We then come to a point where I sit down and watch Doctor Who and ignore the fact that time travel is impossible, and you can't have an object bigger on the inside than on the outside, because they are just a vehicle for the story and it's not worth worrying about the obviously impossible. However, I watch Independence Day and yes they have the Big Lies such as anti-gravity and a mothership that would seriously mess with the earth's gravity just by orbiting due to its mass being a quarter of the size of the moon. What irritates me though is the small stuff, when a programme/film gets their own science wrong. All the smaller spaceships would have had to do was fly over their target and the force of the anti-grav drive pushing down would have squashed anything under it flatter than a beer can after being stomped on. And don't even get me started on a Mac laptop that was somehow able to seamlessly interface with alien technology.. half the time it's a *bleep* to get them to interface with other human technology, and that's not even mentioning the fact the aliens had a handy USB port to plug into, that or Jeff Goldblum carried a USB-Alien adaptor in his back pocket. And it all worked on the same frequency, power; even the language the alien computer was programmed with was somehow compatible with earth computers.

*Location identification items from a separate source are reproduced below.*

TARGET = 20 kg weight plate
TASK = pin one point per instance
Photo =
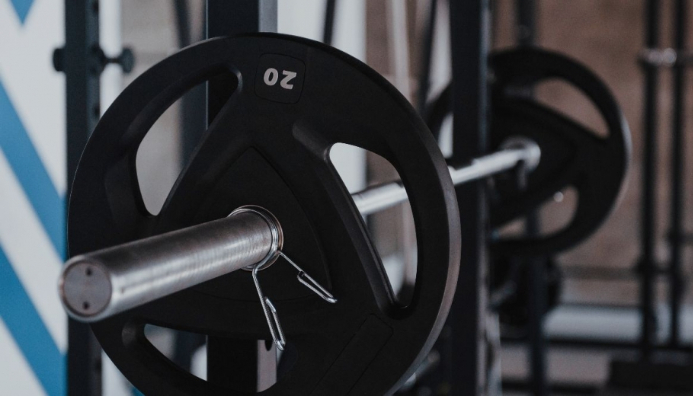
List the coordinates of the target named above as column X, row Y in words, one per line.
column 571, row 154
column 269, row 146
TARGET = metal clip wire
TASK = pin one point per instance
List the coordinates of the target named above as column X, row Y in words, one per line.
column 270, row 313
column 269, row 309
column 309, row 282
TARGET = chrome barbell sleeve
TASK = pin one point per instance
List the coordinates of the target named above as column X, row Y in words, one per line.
column 100, row 284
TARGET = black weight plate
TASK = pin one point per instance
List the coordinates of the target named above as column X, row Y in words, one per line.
column 572, row 155
column 269, row 146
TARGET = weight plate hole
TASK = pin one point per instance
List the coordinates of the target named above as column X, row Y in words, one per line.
column 571, row 102
column 392, row 230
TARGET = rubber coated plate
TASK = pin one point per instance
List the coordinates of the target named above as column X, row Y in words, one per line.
column 571, row 154
column 269, row 146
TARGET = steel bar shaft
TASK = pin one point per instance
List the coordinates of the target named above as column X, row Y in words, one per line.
column 100, row 284
column 383, row 196
column 103, row 283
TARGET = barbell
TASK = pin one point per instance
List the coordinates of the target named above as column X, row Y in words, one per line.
column 260, row 188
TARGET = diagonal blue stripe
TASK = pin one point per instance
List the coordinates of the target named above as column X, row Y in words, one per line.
column 29, row 331
column 27, row 166
column 22, row 7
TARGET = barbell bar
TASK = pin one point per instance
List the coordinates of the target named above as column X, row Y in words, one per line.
column 100, row 284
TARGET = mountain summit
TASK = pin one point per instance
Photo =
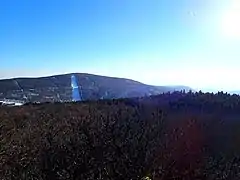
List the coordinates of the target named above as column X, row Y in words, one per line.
column 59, row 88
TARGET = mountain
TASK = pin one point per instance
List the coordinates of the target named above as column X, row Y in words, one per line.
column 91, row 87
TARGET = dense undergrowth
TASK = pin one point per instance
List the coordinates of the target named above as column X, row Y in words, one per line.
column 170, row 136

On that basis maybe there is a third type of viewer, the purist who will watch science fiction and ignore the Big Lies because, let's face it, it would take way too much time to nitpick it all, and besides the Big Lies are often the foundation of the story; Doctor Who and the TARDIS; Star Trek and faster than light travel, teleportation etc; Star Wars and lightsabres. What I think upsets people is when science fiction gets what they know wrong, when they step out of their Big Lie science and start tinkering with ordinary science.

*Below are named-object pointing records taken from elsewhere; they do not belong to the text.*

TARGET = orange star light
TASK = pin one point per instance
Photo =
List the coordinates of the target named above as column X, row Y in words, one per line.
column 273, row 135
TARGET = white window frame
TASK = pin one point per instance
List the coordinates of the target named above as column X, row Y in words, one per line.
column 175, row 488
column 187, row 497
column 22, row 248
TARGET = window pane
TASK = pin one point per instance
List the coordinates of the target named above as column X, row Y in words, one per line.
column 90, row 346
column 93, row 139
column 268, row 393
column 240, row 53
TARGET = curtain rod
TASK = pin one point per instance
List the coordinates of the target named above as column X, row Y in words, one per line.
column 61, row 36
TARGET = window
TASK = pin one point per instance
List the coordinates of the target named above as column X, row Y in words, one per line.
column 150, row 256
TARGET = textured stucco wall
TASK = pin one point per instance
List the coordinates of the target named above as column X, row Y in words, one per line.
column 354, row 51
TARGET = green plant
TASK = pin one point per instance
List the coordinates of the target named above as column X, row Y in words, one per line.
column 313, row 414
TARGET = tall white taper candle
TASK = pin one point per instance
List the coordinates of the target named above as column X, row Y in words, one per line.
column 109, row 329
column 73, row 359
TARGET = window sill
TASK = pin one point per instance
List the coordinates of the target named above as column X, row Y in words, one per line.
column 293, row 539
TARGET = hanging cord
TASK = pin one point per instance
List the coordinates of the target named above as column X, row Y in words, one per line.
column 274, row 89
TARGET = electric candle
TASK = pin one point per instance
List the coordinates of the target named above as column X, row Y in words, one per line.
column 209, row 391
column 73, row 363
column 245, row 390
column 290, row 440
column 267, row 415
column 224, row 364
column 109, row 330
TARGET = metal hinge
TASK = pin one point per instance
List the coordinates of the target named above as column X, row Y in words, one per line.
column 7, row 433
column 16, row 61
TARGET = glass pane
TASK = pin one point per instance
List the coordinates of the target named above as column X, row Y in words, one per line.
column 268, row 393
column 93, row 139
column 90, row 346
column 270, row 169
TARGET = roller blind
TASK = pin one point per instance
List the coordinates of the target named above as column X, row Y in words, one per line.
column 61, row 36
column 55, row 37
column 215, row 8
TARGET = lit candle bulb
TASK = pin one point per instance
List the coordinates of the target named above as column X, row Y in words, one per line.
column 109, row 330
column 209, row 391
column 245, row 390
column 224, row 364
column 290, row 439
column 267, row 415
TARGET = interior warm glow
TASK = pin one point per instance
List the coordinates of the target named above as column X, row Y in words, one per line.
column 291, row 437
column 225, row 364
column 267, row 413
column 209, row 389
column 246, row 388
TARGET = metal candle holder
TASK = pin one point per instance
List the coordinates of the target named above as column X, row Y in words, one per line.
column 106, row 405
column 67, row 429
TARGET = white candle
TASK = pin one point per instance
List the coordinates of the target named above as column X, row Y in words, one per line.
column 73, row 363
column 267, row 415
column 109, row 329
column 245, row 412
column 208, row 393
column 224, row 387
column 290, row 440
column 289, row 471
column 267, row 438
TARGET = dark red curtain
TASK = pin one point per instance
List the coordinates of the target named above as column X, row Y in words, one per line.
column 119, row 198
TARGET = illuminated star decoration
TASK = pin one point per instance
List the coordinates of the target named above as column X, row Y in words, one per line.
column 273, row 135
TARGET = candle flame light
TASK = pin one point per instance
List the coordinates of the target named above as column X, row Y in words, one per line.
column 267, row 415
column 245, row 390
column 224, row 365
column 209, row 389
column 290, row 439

For example, in a particularly heinous (my view) episode of Star Trek: Voyager called 'The 37s' they detected a trail of petrol (gasoline to US readers) in space and followed it to a 1937 pickup truck floating in space. Not only were the tyres still inflated, but there was manure in the flatbed, and when they got it onboard the engine started first time! Apparently all the petrol hadn't leaked out.. and there was still enough acid in the battery to create electricity.. yesss... Later on they had a Blue Alert and landed a 750,000 tonne spaceship on a planet on three spindly looking legs. By that point I was well beyond having equated the script with the truck's cargo.
In the final analysis though, everyone has different tastes; if you don't like it don't watch it / buy the book, but don't watch/read it - especially if it's a series with a known pedigree - and then profess surprise and/or complain about it when it does what it says on the tin. That just annoys people.